The water guns that looked too real: Shoddy Goods 096
1I have a specific memory, growing up, of a law getting passed that dictated that as of January 1985 throwing stars were going to be 18+ only. Throwing star sales went through the roof that December, 1984. What else were we going to throw around in the construction sites we trespassed in? What toys or clothes were banned, legally, parentally, or in schools during your childhood? Let’s hear about 'em in this week’s Shoddy Goods chat.
- 6 comments, 3 replies
- Comment
For the record I have not been able to find any evidence of this law, so it may have entirely been kids’ rumors. Or, hey, maybe it was completely made up by the throwing star store people to spur sales!
@dave Many such laws were state-by-state with wildly variable restrictions or the lack thereof.
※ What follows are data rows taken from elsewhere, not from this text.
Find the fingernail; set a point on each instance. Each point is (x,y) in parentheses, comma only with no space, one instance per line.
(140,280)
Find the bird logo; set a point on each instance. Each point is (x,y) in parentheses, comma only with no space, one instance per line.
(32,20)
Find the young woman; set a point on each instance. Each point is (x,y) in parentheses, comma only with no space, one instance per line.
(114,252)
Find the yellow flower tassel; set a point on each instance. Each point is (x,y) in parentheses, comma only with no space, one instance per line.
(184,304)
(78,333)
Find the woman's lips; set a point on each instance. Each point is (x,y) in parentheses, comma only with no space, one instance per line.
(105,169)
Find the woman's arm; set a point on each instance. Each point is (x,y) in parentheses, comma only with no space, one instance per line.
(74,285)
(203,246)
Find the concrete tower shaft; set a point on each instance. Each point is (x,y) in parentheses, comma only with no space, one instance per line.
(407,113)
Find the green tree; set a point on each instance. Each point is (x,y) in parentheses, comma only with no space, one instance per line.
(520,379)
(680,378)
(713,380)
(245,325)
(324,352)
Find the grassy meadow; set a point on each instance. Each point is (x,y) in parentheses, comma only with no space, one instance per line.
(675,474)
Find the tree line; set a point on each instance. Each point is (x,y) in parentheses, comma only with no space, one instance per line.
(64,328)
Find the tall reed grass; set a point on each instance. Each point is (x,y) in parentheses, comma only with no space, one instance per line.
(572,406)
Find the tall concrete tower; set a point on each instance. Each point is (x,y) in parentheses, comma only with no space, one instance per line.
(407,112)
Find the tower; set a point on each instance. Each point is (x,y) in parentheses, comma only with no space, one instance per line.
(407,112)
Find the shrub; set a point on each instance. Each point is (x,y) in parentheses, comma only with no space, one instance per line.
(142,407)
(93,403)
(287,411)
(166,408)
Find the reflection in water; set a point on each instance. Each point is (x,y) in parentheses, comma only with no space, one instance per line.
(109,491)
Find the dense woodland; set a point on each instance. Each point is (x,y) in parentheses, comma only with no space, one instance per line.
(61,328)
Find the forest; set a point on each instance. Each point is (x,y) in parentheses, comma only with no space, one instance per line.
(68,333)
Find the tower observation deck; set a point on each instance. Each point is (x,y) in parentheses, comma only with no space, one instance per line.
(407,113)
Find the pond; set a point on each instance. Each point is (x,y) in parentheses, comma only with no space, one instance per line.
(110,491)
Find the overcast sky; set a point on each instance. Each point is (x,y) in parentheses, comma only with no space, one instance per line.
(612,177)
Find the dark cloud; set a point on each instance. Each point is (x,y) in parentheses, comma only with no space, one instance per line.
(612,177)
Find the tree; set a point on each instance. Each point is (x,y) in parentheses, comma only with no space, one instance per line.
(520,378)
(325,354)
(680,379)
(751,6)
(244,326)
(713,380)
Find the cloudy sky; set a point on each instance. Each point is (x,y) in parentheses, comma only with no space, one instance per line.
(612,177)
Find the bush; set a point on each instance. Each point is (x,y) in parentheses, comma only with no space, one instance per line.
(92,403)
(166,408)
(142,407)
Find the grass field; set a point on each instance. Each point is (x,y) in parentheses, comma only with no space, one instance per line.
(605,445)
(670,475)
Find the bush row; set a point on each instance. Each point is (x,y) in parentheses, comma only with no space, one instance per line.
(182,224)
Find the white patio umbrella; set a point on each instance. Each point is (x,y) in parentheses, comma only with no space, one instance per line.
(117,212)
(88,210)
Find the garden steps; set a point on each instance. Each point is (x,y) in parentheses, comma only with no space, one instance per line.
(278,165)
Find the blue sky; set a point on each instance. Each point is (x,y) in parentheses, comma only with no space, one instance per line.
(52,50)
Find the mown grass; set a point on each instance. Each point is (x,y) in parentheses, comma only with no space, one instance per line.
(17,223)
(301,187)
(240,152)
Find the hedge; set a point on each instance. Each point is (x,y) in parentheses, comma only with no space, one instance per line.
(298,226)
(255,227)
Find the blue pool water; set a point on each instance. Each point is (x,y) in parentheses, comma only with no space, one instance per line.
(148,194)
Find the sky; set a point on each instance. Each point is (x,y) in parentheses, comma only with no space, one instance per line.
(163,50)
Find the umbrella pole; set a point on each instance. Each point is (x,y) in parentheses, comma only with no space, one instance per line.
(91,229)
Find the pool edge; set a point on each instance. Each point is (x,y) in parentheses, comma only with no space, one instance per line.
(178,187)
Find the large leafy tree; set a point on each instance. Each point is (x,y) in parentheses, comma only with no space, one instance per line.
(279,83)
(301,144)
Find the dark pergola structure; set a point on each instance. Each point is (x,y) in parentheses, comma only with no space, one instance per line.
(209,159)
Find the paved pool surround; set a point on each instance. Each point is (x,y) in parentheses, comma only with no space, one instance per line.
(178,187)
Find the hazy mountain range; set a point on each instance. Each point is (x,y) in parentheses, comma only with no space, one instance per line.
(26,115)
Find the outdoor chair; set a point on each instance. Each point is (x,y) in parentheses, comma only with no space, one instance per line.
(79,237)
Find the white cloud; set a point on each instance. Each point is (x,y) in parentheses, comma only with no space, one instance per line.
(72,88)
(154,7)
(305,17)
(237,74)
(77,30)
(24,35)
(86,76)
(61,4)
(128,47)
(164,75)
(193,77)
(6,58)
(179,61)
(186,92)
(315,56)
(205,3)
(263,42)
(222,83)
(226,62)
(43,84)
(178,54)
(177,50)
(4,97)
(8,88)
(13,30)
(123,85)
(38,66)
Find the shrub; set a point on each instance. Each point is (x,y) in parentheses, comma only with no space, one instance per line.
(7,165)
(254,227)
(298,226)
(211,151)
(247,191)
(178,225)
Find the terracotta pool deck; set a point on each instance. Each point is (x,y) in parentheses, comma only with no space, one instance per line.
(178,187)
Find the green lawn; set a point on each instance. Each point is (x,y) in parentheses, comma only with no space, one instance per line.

Customs has had regs about the import of weapons; I have no idea what may have been applied to throwing stars in that regard, but since I’ve seen them for sale in lots of places, it can’t have been all that much.
Far and away my biggest memory along these lines is Jarts.
Ginormous darts that you launched underhanded across the yard hoping to hit inside a round target when the point stuck in the dirt. What could go wrong??
@chienfou

At the time of the toy gun ban being passed in L.A., I was working in my first career at a boutique toy store. I was 19 or 20, and I thought the Entertech guns were very cool. The design & construction were good too, but the motor/pump system was unreliable (we got a lot of returns).
When the ban passed, I was almost crushed by the irony that our society will take immediate and drastic action to limit the sale of toy guns that are deemed dangerous, and will also do absolutely jack squat to limit the sale of actual guns.
@JohnnySocko
I think the danger was primarily in having them mistaken for real guns and getting your ass shot… not the gun itself being dangerous
Two things come to mind, both when I was in 7th-8th grade:
Clackers Ours were mad by casting resin in the shop class, so they were bigger and heavier than the ones in the video. If you got them going hard and fast enough you could shatter them into a million razor sharp shards Made great bolas, too
Nunchucks, of course…they were banned almost imediately, but lots and lots of Bruce Lee wannabees managed to whack ourselves in the fac, the back, and…other, more painful locations…
Slap bracelets were banned pretty quickly at school. These days I see them made of plastic, but at the time I recall they were fairly hefty metal strips covered in a bit of fabric, and they could really smart- or worse, the edge would get exposed and you’d get sliced.
Plus they were annoying as hell when you have 20 kids all slapping them on their wrists at once.
How about the metal molder from 90s where you melted metal pellets and pored it into modes to make di-cast objects?
Or those science and chemistry sets that gave you alcohol burners and real chemicals that could be pretty dangerous if mixed?